The Department for Education (DfE) is establishing an advisory group to look more closely at differential learning experiences and the variation in the impact of the Covid pandemic on pupils across the country. Ministers are hoping that the new measures will be of greatest benefit to those who have suffered most.
Unveiling the measures, the education secretary, Gavin Williamson, insisted exams remained the best way of giving young people the opportunity to demonstrate what they have learned. He acknowledged, however, that it was not business as usual.
“I know students are facing unprecedented disruption to their learning. That’s why exams will be different next year, taking exceptional steps to ensure they are as fair as possible,” he said. “I am determined to support students, parents and teachers in these unprecedented times and hope measures like more generous grading and advance notice of some topic areas will give young people the clarity and confidence they need to achieve every success.”
Details of exam topics will be released in January to enable teachers to make best use of limited teaching time and focus pupils’ revision. Modern languages students will be able to take in vocabulary sheets to reduce the amount of material that needs to be memorised, but English literature texts will not be allowed. Vocational and technical qualifications will be adapted to ensure parity, the DfE said.
Williamson is under pressure to avoid any repeat of the results fiasco this summer, when exams were cancelled and standardised grades were abandoned in favour of school-assessed grades after concerns were raised about fairness.
The government has already announced that next year’s exams will take place three weeks later than normal, to maximise teaching time. Existing “special consideration” measures will be expanded to cater for potential Covid disruption, so if students miss a single paper due to self-isolation or sickness, a grade will be calculated based on the proportion of the qualification they have already sat. Clinically extremely vulnerable pupils will be allowed to sit exams at home, with invigilation.

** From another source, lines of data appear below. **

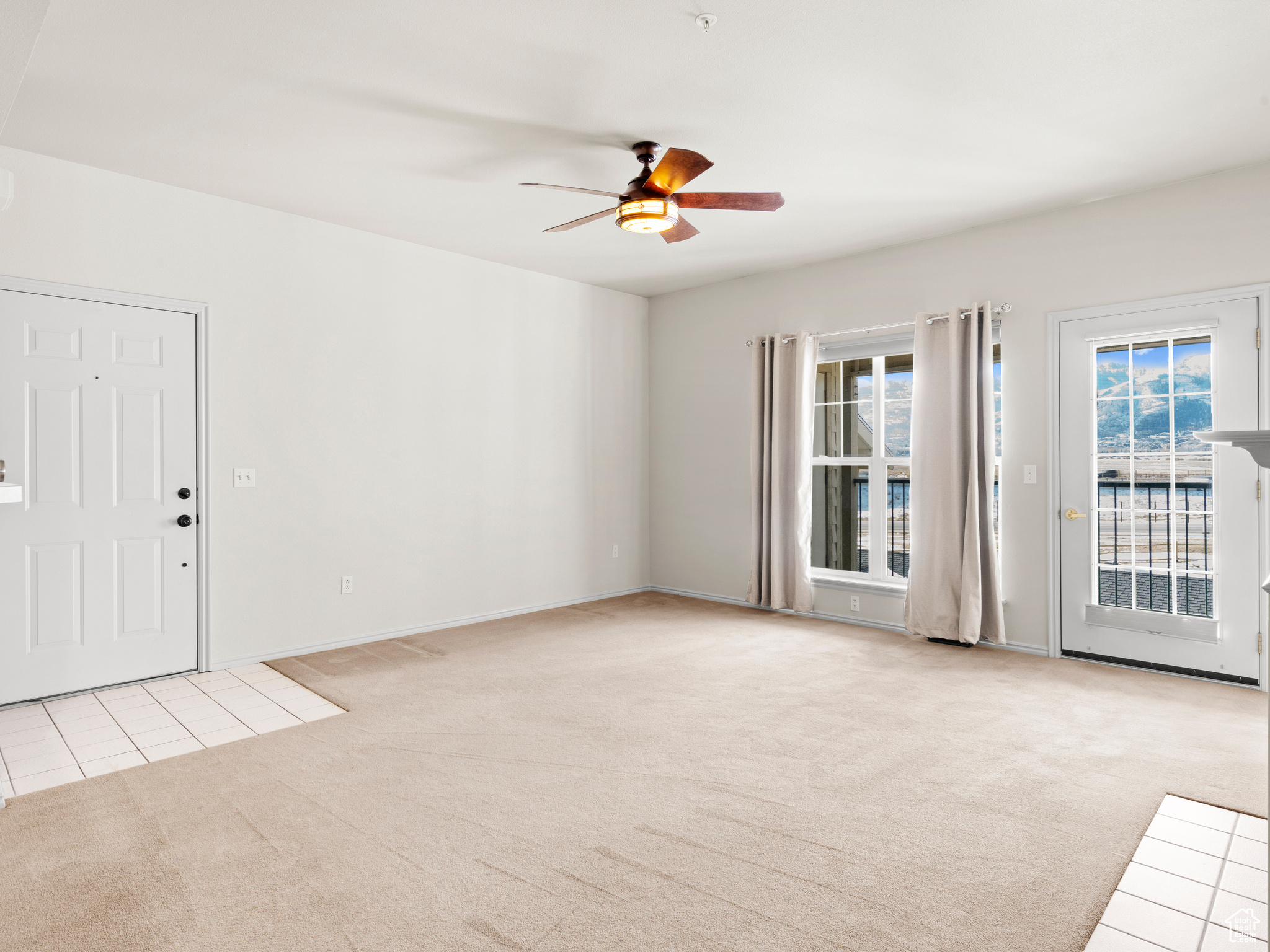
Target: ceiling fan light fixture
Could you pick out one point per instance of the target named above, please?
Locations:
(648, 215)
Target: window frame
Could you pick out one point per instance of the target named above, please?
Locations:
(878, 579)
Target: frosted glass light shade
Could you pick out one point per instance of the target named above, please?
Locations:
(648, 215)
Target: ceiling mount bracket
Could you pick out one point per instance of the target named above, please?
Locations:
(647, 151)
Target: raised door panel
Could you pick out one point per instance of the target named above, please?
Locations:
(139, 587)
(55, 596)
(138, 446)
(52, 343)
(55, 444)
(138, 348)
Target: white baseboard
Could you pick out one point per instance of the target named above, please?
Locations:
(843, 619)
(1039, 650)
(492, 616)
(412, 630)
(824, 616)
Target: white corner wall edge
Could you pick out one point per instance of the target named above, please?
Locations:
(843, 619)
(412, 630)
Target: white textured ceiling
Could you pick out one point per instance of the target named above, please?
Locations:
(882, 121)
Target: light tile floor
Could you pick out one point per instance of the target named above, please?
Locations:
(1197, 884)
(58, 742)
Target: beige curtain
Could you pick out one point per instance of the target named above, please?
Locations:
(953, 588)
(783, 377)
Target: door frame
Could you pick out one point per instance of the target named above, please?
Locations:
(50, 288)
(1053, 319)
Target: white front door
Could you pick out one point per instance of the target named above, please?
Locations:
(1160, 563)
(97, 425)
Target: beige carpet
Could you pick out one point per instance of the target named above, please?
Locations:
(643, 774)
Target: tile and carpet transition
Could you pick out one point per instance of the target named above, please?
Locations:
(648, 772)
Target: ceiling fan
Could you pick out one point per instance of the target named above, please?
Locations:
(652, 200)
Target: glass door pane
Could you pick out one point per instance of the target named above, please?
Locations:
(1152, 479)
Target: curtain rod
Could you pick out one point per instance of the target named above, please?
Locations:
(1003, 309)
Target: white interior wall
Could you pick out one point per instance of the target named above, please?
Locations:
(1198, 235)
(460, 437)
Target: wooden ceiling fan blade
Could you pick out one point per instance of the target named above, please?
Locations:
(735, 201)
(571, 188)
(575, 223)
(680, 232)
(678, 167)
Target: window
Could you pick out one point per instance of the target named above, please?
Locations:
(864, 407)
(1153, 480)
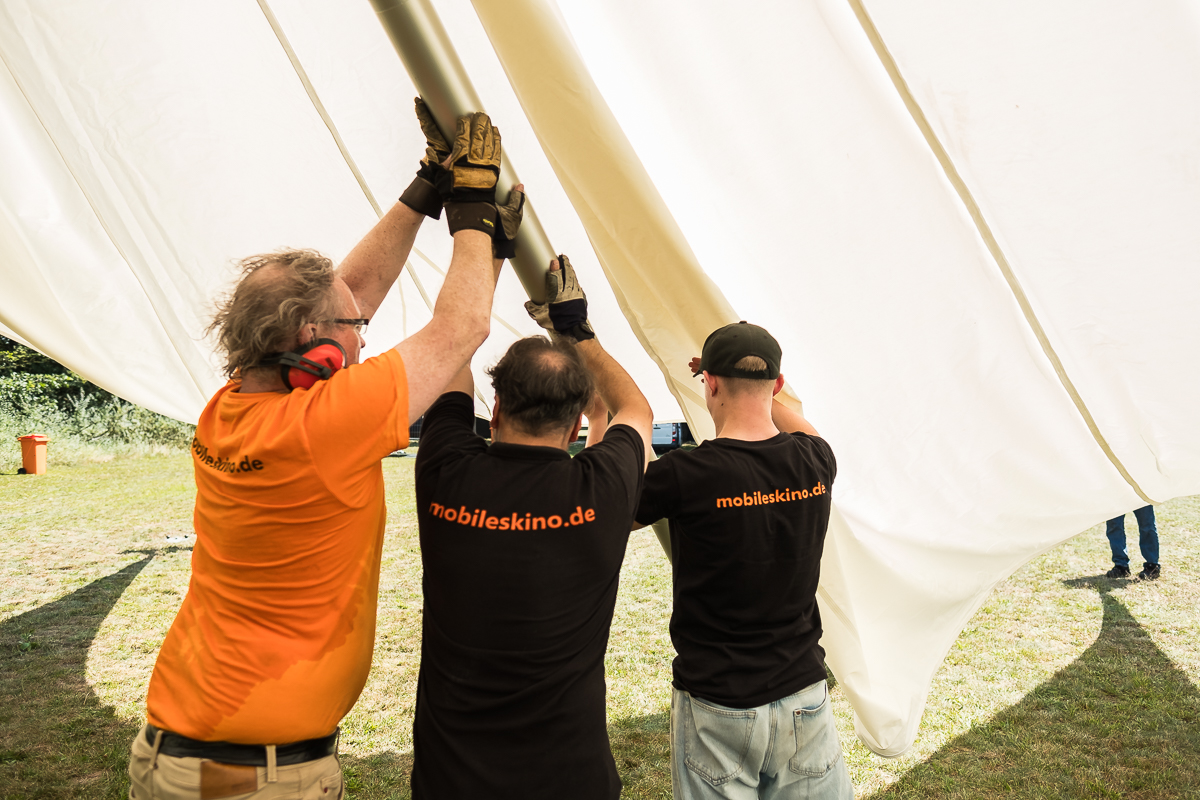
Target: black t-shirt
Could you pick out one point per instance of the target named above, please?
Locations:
(748, 524)
(522, 549)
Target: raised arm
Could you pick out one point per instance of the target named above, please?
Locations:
(463, 382)
(790, 421)
(376, 262)
(466, 181)
(619, 392)
(565, 316)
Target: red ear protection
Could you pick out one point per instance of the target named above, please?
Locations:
(304, 367)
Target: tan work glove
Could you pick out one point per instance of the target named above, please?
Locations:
(421, 194)
(565, 311)
(468, 186)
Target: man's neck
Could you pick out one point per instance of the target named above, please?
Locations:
(557, 440)
(262, 380)
(747, 421)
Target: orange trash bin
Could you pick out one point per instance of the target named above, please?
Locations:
(33, 452)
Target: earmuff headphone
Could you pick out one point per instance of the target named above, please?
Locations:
(304, 367)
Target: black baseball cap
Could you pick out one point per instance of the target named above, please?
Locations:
(727, 346)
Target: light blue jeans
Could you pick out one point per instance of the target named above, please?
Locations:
(786, 749)
(1147, 537)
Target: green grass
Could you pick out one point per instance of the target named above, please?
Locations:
(1061, 686)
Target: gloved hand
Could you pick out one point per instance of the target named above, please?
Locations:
(565, 311)
(510, 214)
(468, 186)
(421, 194)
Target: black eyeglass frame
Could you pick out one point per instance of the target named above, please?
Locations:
(359, 324)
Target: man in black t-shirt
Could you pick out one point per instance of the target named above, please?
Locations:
(748, 511)
(522, 547)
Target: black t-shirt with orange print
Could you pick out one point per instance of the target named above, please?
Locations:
(748, 524)
(522, 549)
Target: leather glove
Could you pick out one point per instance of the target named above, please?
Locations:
(565, 311)
(510, 214)
(468, 186)
(421, 194)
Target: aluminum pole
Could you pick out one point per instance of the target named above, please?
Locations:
(423, 44)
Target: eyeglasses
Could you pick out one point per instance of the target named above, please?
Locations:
(359, 324)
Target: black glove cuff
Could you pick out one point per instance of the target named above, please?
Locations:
(581, 332)
(504, 247)
(443, 179)
(471, 216)
(424, 198)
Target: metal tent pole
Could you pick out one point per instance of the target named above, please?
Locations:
(423, 44)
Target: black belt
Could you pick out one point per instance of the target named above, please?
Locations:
(227, 752)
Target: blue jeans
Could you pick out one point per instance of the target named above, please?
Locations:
(786, 749)
(1147, 537)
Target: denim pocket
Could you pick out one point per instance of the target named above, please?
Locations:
(816, 739)
(715, 739)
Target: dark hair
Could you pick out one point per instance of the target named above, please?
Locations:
(276, 294)
(541, 386)
(750, 385)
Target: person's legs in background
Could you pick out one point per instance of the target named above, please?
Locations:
(1115, 531)
(1147, 542)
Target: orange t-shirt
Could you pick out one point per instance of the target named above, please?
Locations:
(273, 643)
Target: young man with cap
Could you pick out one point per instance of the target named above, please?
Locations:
(748, 511)
(522, 547)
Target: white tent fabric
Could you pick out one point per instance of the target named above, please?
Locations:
(971, 228)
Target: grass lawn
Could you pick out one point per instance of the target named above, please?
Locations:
(1063, 685)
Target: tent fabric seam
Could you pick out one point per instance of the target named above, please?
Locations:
(989, 239)
(95, 210)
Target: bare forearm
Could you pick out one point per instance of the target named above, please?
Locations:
(598, 420)
(441, 350)
(618, 391)
(376, 262)
(616, 388)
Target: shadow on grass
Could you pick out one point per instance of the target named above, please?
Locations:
(57, 739)
(1121, 721)
(640, 745)
(642, 749)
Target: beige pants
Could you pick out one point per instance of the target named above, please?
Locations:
(155, 776)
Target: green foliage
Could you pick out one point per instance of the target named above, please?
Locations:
(24, 394)
(18, 358)
(84, 421)
(95, 419)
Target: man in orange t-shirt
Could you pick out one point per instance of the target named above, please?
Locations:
(274, 641)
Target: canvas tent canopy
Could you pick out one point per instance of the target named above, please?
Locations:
(971, 227)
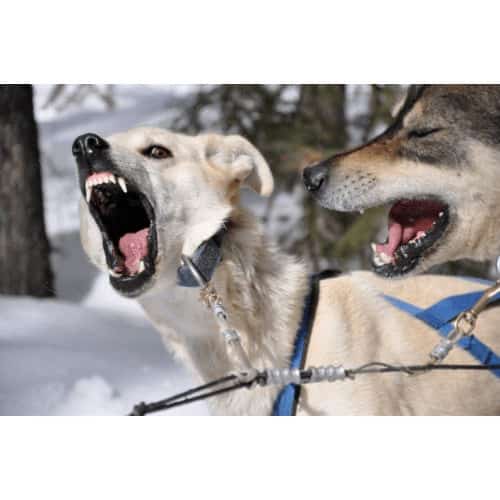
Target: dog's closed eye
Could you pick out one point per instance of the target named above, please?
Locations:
(157, 152)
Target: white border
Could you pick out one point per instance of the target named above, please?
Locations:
(225, 41)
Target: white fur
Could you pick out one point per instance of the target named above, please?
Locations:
(197, 191)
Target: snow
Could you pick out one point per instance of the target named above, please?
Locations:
(89, 351)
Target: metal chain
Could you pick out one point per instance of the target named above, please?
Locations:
(249, 377)
(464, 325)
(237, 354)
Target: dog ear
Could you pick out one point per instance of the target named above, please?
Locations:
(240, 159)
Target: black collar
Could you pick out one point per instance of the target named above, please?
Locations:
(205, 258)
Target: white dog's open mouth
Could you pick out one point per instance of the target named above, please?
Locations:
(126, 220)
(414, 229)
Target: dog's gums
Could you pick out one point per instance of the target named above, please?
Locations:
(414, 228)
(127, 224)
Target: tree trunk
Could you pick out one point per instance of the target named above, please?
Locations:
(24, 248)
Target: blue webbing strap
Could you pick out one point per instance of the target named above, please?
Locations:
(440, 315)
(286, 402)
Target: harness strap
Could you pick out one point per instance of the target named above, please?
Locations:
(440, 316)
(285, 404)
(206, 258)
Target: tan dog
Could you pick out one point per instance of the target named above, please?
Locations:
(438, 166)
(149, 195)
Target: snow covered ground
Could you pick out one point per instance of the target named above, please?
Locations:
(88, 352)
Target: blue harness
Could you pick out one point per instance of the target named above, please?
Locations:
(439, 316)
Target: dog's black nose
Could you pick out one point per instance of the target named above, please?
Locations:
(315, 176)
(88, 145)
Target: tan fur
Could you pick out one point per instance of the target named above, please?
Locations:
(457, 165)
(264, 290)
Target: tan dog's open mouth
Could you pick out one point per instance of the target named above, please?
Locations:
(414, 229)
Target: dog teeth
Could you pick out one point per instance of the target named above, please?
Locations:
(98, 179)
(380, 258)
(122, 184)
(386, 259)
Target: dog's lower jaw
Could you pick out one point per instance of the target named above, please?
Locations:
(263, 291)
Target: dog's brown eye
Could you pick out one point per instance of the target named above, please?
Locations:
(422, 132)
(158, 152)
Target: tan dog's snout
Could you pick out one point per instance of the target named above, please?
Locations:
(315, 176)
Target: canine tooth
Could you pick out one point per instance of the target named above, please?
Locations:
(386, 259)
(123, 185)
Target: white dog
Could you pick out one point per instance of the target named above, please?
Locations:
(150, 195)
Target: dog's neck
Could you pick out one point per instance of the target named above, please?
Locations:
(263, 291)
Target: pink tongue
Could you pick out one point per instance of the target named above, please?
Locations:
(134, 247)
(399, 235)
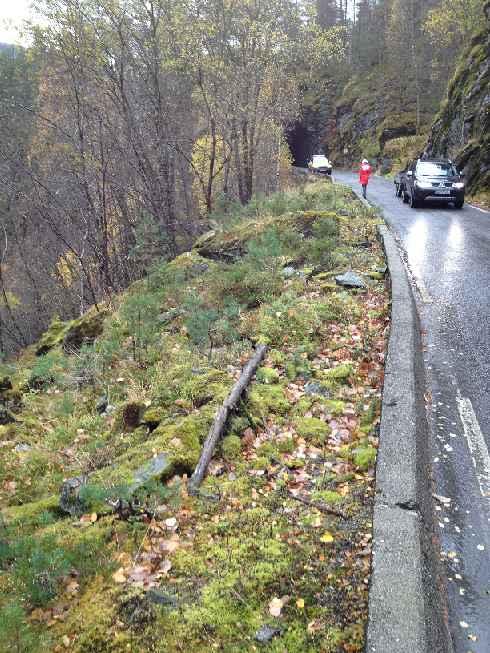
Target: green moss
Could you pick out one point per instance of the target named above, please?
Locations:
(154, 416)
(341, 373)
(53, 336)
(311, 428)
(238, 424)
(128, 417)
(327, 496)
(206, 385)
(365, 457)
(277, 357)
(29, 513)
(231, 447)
(264, 399)
(303, 405)
(267, 375)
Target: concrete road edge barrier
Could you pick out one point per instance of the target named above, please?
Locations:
(406, 599)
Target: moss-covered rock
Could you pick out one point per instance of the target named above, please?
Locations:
(327, 496)
(365, 456)
(312, 429)
(53, 337)
(233, 244)
(265, 399)
(339, 374)
(85, 329)
(128, 417)
(267, 375)
(73, 333)
(153, 416)
(231, 447)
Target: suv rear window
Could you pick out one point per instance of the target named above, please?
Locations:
(435, 169)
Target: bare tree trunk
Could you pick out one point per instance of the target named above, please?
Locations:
(222, 415)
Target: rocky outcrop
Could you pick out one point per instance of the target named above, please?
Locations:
(73, 334)
(461, 131)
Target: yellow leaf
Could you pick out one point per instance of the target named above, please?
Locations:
(327, 537)
(119, 576)
(275, 607)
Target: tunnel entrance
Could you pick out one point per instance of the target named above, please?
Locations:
(301, 144)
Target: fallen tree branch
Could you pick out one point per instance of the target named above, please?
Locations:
(318, 506)
(219, 424)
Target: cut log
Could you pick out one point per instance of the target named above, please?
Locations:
(219, 424)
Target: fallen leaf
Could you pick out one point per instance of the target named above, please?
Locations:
(275, 607)
(326, 537)
(119, 576)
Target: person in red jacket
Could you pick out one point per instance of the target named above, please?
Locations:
(364, 175)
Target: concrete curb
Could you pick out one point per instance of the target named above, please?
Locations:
(406, 604)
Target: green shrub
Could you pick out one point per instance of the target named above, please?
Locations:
(16, 634)
(139, 317)
(48, 369)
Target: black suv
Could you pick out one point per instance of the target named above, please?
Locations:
(432, 179)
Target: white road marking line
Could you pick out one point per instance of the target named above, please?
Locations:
(476, 443)
(424, 293)
(477, 208)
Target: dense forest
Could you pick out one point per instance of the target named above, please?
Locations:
(128, 128)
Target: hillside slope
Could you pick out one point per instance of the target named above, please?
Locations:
(114, 407)
(462, 128)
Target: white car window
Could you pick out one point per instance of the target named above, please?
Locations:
(320, 160)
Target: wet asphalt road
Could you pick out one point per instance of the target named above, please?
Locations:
(447, 253)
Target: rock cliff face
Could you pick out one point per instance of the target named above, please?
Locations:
(461, 130)
(365, 123)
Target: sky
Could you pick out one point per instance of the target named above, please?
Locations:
(12, 13)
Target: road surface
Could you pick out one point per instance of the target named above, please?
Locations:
(447, 253)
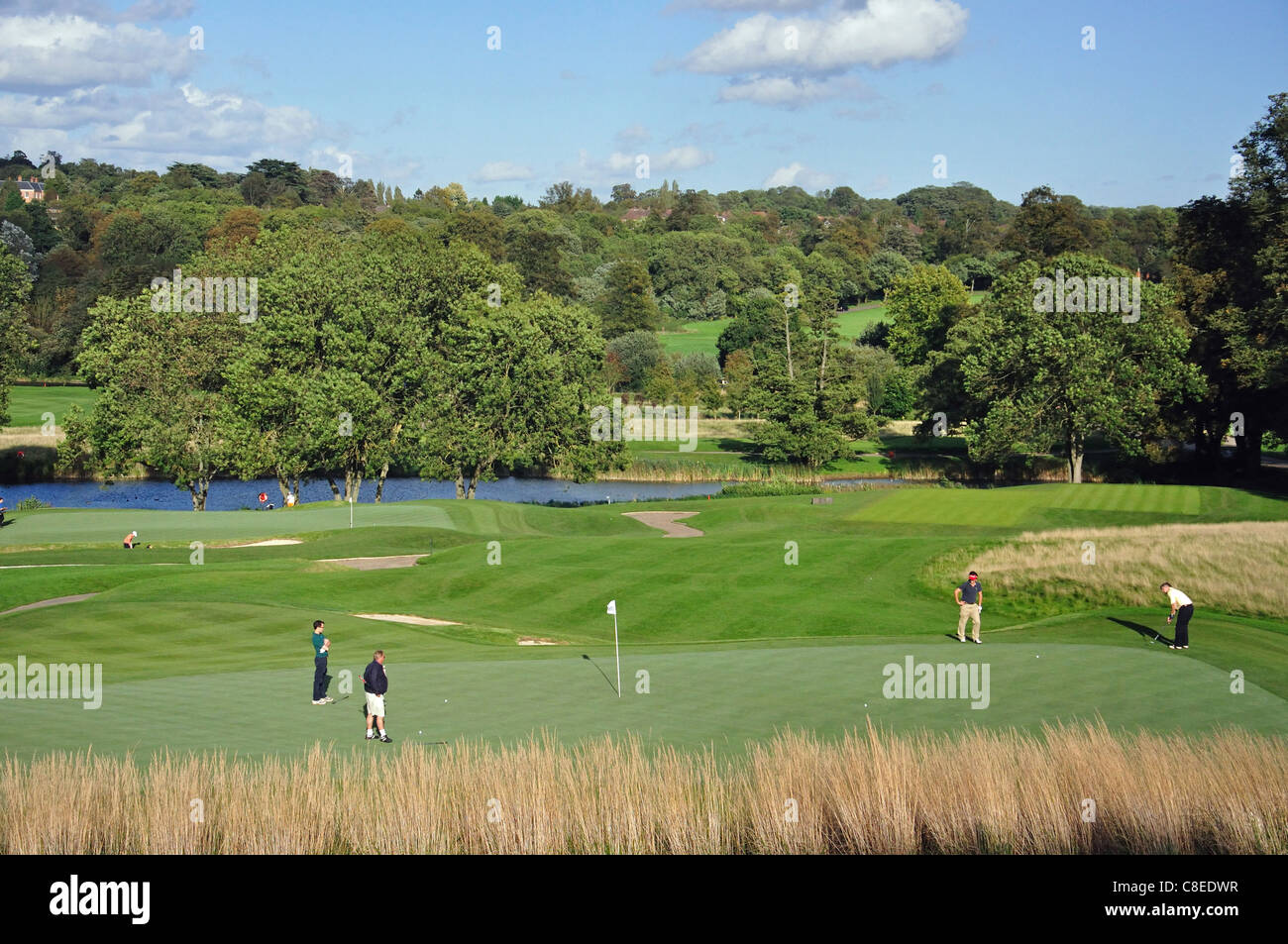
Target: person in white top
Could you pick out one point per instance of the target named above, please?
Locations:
(1183, 608)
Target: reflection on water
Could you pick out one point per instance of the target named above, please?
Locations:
(231, 496)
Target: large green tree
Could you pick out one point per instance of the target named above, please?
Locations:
(1034, 380)
(1233, 284)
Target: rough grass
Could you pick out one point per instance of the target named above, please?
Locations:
(973, 792)
(1233, 567)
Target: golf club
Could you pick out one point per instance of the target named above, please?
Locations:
(600, 672)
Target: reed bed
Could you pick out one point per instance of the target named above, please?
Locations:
(1237, 566)
(868, 792)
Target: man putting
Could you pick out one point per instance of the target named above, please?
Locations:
(970, 601)
(375, 682)
(1183, 608)
(321, 647)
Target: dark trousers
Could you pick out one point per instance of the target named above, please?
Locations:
(320, 678)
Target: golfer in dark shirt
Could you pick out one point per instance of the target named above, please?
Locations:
(970, 601)
(321, 647)
(375, 682)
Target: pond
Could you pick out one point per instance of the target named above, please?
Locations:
(232, 494)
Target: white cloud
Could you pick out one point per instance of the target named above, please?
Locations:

To further relieve pressure on schools, the government also announced that graded Ofsted inspections would be further suspended until after Easter, with just monitoring inspections continuing in settings graded inadequate or “requires improvement”.
In primary schools, key stage 1 tests for seven-year-olds will be replaced by teacher assessment for a year. Key stage 2 tests in the final year of primary will go ahead, with some flexibility over timing, apart from the English grammar, punctuation and spelling test. The government also confirmed that test and exam results would not be included in performance tables this year.
Paul Whiteman, the general secretary of the National Association of Head Teachers, welcomed the reduction of some of the burden on schools. “Whilst the government has not gone as far as we would have liked, they have moved significantly towards the profession,” he said.
Geoff Barton, the general secretary of the Association of School and College Leaders, said: “It is not perfect – nothing can be given the fact that learning has been so disrupted by coronavirus and that pupils have been affected to vastly different extents. But various options have been discussed exhaustively and, frankly, schools and colleges just need a decision.”